La suite ressemble à une grande incompréhension. Ernesto Valverde continue à bâtir autour de Lionel Messi, qui lui a offert deux Liga à lui seul et semble parti pour le refaire, préférant que Griezmann joue les utilités plutôt que de construire une relation qui pourrait bénéficier aux deux… ou brider son meilleur joueur. Quique Setien, qui prend le poste d’entraîneur en janvier, tente de résoudre les problèmes par le jeu (un 3-4-3 d’inspiration cruyffiste pour multiplier les circuits en triangle) et les associations (un 4-4-2 losange où Messi, Suarez et Griezmann occupent une place axiale) mais abandonne vite faute de réussite et de poids dans le vestiaire. Et renvoie donc le problème au point de départ : peu importe sa position et ses partenaires, jamais le Français ne brille sur la durée.

Réflexion en cours

Alors, comment Ronald Koeman compte-t-il s’y prendre pour refaire du Barça une équipe performante ? En intégrant pleinement Grizou à sa réflexion, donc, ce qui sera plus facile (et obligatoire) sans Luis Suarez. Et en jouant en 4-2-3-1, un dispositif à contre-courant de la philosophie de jeu catalane depuis trois décennies mais qui a le mérite de fixer deux joueurs dans l’axe.

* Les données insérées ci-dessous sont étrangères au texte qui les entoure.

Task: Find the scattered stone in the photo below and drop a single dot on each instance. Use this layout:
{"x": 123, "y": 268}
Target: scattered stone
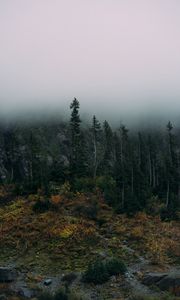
{"x": 69, "y": 278}
{"x": 47, "y": 282}
{"x": 3, "y": 297}
{"x": 7, "y": 274}
{"x": 164, "y": 281}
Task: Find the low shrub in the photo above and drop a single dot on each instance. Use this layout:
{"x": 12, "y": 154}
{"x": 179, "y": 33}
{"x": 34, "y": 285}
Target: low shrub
{"x": 100, "y": 272}
{"x": 41, "y": 205}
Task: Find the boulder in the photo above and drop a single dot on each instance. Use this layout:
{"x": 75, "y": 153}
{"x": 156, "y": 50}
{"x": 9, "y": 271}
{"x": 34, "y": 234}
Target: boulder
{"x": 7, "y": 274}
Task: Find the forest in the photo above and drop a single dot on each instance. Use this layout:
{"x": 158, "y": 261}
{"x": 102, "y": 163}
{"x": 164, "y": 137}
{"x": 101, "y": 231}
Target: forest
{"x": 135, "y": 170}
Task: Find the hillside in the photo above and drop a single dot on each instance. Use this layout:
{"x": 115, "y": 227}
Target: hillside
{"x": 43, "y": 241}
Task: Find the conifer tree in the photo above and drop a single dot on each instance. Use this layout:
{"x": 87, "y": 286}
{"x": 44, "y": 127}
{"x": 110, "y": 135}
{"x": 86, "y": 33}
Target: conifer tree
{"x": 76, "y": 155}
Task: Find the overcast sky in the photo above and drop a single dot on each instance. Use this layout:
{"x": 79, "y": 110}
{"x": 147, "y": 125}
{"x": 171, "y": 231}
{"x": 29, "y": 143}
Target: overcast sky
{"x": 119, "y": 56}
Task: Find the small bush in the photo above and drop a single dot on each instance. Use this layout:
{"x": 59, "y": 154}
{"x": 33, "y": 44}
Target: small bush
{"x": 99, "y": 272}
{"x": 116, "y": 266}
{"x": 41, "y": 206}
{"x": 96, "y": 273}
{"x": 45, "y": 296}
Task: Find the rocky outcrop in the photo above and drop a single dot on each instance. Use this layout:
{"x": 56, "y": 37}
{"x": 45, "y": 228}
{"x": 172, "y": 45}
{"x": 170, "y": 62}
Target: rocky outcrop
{"x": 7, "y": 274}
{"x": 164, "y": 281}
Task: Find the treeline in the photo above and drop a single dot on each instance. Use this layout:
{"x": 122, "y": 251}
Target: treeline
{"x": 131, "y": 169}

Les deux derniers matches de préparation ont montré que, si le technicien tient à son système, l’utilisation du quatuor offensif reste à définir. Contre Gérone, Griezmann a joué numéro 10 derrière Messi, avec Trincao à sa droite et Philippe Coutinho à sa gauche. Avec moins de permutations qu’attendu, l’Argentin quittant peu sa position d’avant-centre, mais donc plus d’espaces. Trois jours plus tard, face à Elche, Ansu Fati a été intégré à gauche, Coutinho décalant dans l’axe et Griezmann à droite. Une position d’ailier surtout visible en début d’action, l’idée étant qu’elle se développe à l’opposée et que le natif de Mâcon repique pour prendre l’espace. C’est d’ailleurs dans cette configuration qu’il a poussé au fond un centre de Jordi Alba pour le seul but du match.

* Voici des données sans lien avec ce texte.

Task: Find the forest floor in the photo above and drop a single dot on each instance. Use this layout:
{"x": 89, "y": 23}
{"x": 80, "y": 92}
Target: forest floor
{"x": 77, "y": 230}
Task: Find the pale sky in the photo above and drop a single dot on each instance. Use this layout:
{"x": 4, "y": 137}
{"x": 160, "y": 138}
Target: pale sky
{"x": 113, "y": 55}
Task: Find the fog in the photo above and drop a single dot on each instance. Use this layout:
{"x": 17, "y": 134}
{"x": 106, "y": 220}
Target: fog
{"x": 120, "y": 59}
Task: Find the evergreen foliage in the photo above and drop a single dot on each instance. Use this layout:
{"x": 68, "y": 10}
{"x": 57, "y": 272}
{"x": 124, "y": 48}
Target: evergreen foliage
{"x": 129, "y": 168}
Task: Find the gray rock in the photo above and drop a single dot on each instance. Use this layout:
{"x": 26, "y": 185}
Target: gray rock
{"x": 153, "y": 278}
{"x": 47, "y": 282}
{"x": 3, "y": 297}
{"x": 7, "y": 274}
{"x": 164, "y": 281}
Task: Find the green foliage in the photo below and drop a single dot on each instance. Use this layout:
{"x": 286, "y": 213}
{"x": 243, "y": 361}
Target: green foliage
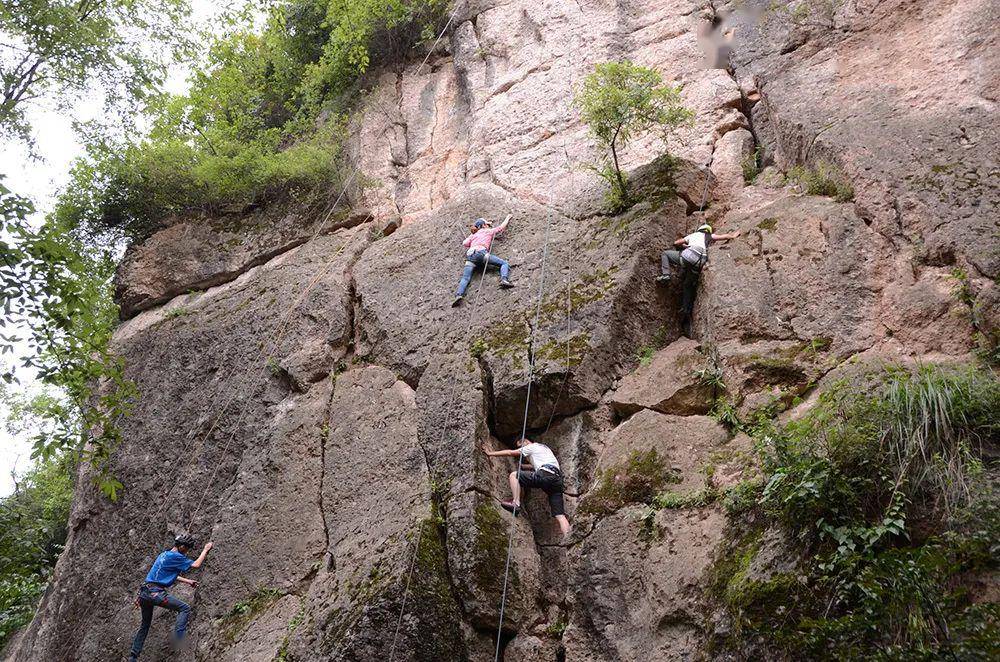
{"x": 57, "y": 301}
{"x": 645, "y": 355}
{"x": 59, "y": 49}
{"x": 478, "y": 347}
{"x": 711, "y": 376}
{"x": 620, "y": 101}
{"x": 175, "y": 312}
{"x": 33, "y": 529}
{"x": 725, "y": 414}
{"x": 636, "y": 480}
{"x": 557, "y": 629}
{"x": 884, "y": 487}
{"x": 962, "y": 289}
{"x": 263, "y": 120}
{"x": 824, "y": 179}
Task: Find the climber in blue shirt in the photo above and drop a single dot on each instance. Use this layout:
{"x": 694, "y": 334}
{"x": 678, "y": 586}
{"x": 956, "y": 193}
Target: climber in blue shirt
{"x": 165, "y": 572}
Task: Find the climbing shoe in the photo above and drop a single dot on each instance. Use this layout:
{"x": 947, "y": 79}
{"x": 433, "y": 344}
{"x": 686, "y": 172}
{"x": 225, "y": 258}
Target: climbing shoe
{"x": 510, "y": 506}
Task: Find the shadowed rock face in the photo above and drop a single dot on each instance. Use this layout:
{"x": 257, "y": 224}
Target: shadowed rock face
{"x": 316, "y": 407}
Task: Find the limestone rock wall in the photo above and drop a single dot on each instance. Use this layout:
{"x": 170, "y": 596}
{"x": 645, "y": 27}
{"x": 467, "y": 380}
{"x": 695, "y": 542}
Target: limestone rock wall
{"x": 312, "y": 403}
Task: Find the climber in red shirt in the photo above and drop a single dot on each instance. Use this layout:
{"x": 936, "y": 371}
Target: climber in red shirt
{"x": 478, "y": 254}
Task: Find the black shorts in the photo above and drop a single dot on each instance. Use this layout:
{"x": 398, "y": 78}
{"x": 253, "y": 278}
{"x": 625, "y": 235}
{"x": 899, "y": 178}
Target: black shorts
{"x": 549, "y": 483}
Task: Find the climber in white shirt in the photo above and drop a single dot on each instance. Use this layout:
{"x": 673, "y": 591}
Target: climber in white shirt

En agrandissant l’écart entre les joueurs, le nouveau coach réduit les possibilités de combiner et de presser à la perte du ballon mais agrandit le champ d’expression. Forcément moins compact, surtout quand Messi reste haut pour fixer la charnière, l’adversaire donne de l’espace aux joueurs reculés, à commencer par Griezmann. Plus intéressante pour lui, l’approche pose tout de même des questions. Le Français, qui n’en faisait plus depuis son arrivée, a-t-il encore les cannes pour multiplier les appels ? A-t-il les qualités pour être le meneur d’une équipe de possession ? Et peut-il exister en pointe si Messi est meilleur à un poste reculé et qu’ils doivent inverser ? Le metteur en scène a changé, les répétitions sont prometteuses, mais la pièce est encore loin d’être terminée...

Griezmann et Messi lors du Trophée Joan Gamper 2020.